CNH (CNHI) is well positioned to outperform the market, as it exhibits above-average growth in financials.
Growth investors focus on stocks that are seeing above-average financial growth, as this feature helps these securities garner the market's attention and deliver solid returns. But finding a great growth stock is not easy at all.
By their very nature, these stocks carry above-average risk and volatility. Moreover, if a company's growth story is over or nearing its end, betting on it could lead to significant loss.
However, the task of finding cutting-edge growth stocks is made easy with the help of the Zacks Growth Style Score (part of the Zacks Style Scores system), which looks beyond the traditional growth attributes to analyze a company's real growth prospects.
Our proprietary system currently recommends CNH Industrial (CNHI) as one such stock. This company not only has a favorable Growth Score, but also carries a top Zacks Rank.
Research shows that stocks carrying the best growth features consistently beat the market. And returns are even better for stocks that possess the combination of a Growth Score of A or B and a Zacks Rank #1 (Strong Buy) or 2 (Buy).
Here are three of the most important factors that make the stock of this truck, tractor and bus maker a great growth pick right now.
Earnings growth is arguably the most important factor, as stocks exhibiting exceptionally surging profit levels tend to attract the attention of most investors. And for growth investors, double-digit earnings growth is definitely preferable, and often an indication of strong prospects (and stock price gains) for the company under consideration.
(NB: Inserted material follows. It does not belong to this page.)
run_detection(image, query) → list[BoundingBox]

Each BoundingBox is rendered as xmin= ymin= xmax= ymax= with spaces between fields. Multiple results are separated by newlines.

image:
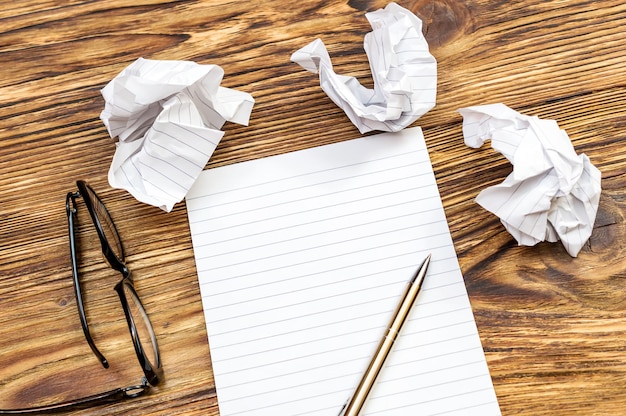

While the historical EPS growth rate for CNH is 4.1%, investors should actually focus on the projected growth. The company's EPS is expected to grow 371.9% this year, crushing the industry average, which calls for EPS growth of 91.5%.
Impressive Asset Utilization Ratio
Growth investors often overlook asset utilization ratio, also known as sales-to-total-assets (S/TA) ratio, but it is an important feature of a real growth stock. This metric exhibits how efficiently a firm is utilizing its assets to generate sales.
Right now, CNH has an S/TA ratio of 0.66, which means that the company gets $0.66 in sales for each dollar in assets. Comparing this to the industry average of 0.63, it can be said that the company is more efficient.
While the level of efficiency in generating sales matters a lot, so does the sales growth of a company. And CNH looks attractive from a sales growth perspective as well. The company's sales are expected to grow 25.9% this year versus the industry average of 18.6%.
Promising Earnings Estimate Revisions
Beyond the metrics outlined above, investors should consider the trend in earnings estimate revisions. A positive trend is a plus here. Empirical research shows that there is a strong correlation between trends in earnings estimate revisions and near-term stock price movements.
The current-year earnings estimates for CNH have been revising upward. The Zacks Consensus Estimate for the current year has surged 15.5% over the past month.
CNH has not only earned a Growth Score of A based on a number of factors, including the ones discussed above, but it also carries a Zacks Rank #2 because of the positive earnings estimate revisions.
This combination indicates that CNH is a potential outperformer and a solid choice for growth investors.